Abstract: TH-PO0171
Kidney Transplantation Post-Chimeric Antigen Receptor T Cell Therapy in Multiple Myeloma
Session Information
- Onconephrology: Anticancer Therapies, PTLD, Paraneoplastic Diseases, and More
November 06, 2025 | Location: Exhibit Hall, Convention Center
Abstract Time: 10:00 AM - 12:00 PM
Category: Onconephrology
- 1700 Onconephrology
Authors
- Khan, Zahraa, Weill Cornell Medicine, New York, New York, United States
- Landau, Heather, Memorial Sloan Kettering Cancer Center, New York, New York, United States
- Dadhania, Darshana M., Weill Cornell Medicine, New York, New York, United States
- Shaikh, Aisha, University of Pennsylvania, Philadelphia, Pennsylvania, United States
Introduction
Multiple myeloma (MM) is the leading cause of kidney failure among patients with cancer. Kidney transplantation is rarely performed in MM due to the incurable nature of the MM and concerns regarding immunosuppression (IS). Chimeric antigen receptor (CAR) T-cell against B-cell maturation antigen is approved for relapsed/refractory multiple myeloma. Here, we describe a case of successful kidney transplantation in a patient with end stage kidney disease (ESKD) secondary to MM following CAR T-cell therapy.
Case Description
71-year-old man with MM-related ESKD on hemodialysis presented to our oncology clinic for management of MM. He had received multiple lines of therapy including bortezomib-dexamethasone, carfilzomib-lenalidomide-dexamethasone, and daratumumab-bortezomib-dexamethasone. Bone marrow biopsy showed 20%-25% plasma cells, of which 97% were abnormal. CAR T-cell therapy was given for cytoreduction of MM and to improve kidney transplant eligibility. 1-year following CAR T-cell therapy, he achieved a very good partial hematologic response and underwent a living donor kidney transplant. Basiliximab for given for induction IS, followed by tacrolimus, and mycophenolate mofetil (MMF). His intra-operative course was complicated by acute blood loss and acute kidney injury (AKI). His serum creatinine (sCr.) stabilized at 1.76 mg/dL. Post-transplant course was notable for hypogammaglobulinemia, BK viremia and AKI (sCr. 3.5 mg/dL) necessitating lowering of MMF dose and administration of intravenous immunoglobulin.
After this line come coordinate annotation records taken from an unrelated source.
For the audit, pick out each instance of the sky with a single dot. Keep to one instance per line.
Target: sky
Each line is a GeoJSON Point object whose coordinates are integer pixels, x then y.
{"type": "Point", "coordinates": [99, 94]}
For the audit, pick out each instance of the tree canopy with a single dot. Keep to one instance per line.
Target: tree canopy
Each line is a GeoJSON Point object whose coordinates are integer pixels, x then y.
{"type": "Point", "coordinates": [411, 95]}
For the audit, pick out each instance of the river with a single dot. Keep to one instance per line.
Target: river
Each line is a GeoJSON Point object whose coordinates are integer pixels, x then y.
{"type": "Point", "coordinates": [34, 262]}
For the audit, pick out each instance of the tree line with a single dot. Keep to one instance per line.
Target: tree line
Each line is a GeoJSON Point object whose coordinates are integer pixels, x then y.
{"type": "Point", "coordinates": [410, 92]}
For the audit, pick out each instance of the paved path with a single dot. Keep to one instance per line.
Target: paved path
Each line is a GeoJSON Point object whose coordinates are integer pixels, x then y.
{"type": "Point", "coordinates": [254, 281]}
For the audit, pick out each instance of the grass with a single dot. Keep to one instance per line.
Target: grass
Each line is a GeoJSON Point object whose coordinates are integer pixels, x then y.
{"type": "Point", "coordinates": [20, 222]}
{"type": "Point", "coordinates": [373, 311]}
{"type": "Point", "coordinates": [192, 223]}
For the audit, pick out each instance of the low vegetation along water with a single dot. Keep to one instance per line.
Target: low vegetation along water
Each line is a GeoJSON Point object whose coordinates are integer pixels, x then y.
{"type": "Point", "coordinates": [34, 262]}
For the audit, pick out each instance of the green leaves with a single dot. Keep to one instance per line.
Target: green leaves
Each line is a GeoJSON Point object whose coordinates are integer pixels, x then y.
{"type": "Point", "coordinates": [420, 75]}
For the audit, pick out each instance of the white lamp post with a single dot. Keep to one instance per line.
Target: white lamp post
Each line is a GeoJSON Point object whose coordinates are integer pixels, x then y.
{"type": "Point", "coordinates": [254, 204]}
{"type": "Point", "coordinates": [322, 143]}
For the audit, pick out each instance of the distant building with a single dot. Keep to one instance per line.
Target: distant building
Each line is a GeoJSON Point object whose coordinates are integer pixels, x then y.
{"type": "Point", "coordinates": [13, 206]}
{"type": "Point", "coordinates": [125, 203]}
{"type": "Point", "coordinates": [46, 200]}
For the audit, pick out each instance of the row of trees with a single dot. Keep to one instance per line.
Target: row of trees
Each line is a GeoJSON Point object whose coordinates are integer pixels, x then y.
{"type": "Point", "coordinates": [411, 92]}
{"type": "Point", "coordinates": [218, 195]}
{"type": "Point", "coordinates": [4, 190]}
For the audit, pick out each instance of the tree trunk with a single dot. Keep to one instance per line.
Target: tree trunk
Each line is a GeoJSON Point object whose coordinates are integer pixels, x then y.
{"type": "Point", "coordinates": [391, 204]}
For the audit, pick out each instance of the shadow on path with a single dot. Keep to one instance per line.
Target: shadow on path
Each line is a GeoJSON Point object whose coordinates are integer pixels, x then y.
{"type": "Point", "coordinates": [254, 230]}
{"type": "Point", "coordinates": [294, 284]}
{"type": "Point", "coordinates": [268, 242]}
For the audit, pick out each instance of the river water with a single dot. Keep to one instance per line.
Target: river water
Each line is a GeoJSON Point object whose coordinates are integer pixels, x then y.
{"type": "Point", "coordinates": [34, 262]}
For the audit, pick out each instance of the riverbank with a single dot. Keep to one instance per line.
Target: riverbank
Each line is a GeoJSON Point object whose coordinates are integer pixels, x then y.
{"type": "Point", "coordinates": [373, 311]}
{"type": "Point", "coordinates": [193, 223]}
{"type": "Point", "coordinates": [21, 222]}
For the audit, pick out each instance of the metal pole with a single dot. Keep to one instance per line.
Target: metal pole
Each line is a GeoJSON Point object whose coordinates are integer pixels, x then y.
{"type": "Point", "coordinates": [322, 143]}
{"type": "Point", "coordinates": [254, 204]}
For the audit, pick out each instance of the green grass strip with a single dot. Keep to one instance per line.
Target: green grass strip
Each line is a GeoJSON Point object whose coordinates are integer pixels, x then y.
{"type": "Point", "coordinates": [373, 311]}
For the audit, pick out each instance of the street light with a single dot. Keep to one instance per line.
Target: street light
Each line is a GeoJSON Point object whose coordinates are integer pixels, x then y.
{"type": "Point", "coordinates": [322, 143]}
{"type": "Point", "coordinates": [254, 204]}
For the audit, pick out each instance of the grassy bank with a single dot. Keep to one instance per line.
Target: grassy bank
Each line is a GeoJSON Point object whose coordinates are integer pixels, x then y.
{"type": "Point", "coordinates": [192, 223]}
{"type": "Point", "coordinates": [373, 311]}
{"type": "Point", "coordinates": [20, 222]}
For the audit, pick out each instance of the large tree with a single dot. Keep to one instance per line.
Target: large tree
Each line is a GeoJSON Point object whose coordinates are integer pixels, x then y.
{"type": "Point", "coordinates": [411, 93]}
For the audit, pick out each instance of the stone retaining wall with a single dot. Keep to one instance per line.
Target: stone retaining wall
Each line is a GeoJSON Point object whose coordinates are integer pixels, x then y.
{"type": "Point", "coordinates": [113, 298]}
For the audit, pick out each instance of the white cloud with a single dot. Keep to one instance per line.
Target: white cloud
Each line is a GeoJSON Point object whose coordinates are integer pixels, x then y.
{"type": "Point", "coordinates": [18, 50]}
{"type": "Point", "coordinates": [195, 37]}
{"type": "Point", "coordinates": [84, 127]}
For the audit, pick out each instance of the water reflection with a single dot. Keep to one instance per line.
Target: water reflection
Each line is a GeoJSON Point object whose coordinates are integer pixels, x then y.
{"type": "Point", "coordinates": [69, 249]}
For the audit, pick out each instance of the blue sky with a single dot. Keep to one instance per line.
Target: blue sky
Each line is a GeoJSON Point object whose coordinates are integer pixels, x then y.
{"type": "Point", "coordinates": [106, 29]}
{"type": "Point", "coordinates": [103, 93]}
Kidney biopsy at the time of peak BK viremia and AKI revealed diffuse active T-cell mediated rejection Banff1B and negative immunostaining for SV40. He was treated with corticosteroids. At last follow up, 7 months post-transplant, BK viremia had resolved, sCr.was 1.9 mg/dl and estimated glomerular filtration rate of 37 ml/min. He had no evidence of MM relapse.
Discussion
This case highlights the potential role and the challenges of kidney transplantation in patients with MM following CAR T-cell therapy, given the increased risk of infectious complications. Long-term follow-up is essential to monitor for MM relapse and allograft function. Kidney transplantation may be a feasible option for highly selected patients with MM. To our knowledge, this is the first reported case of kidney transplantation following CAR T-cell therapy in a patient with ESKD secondary to MM.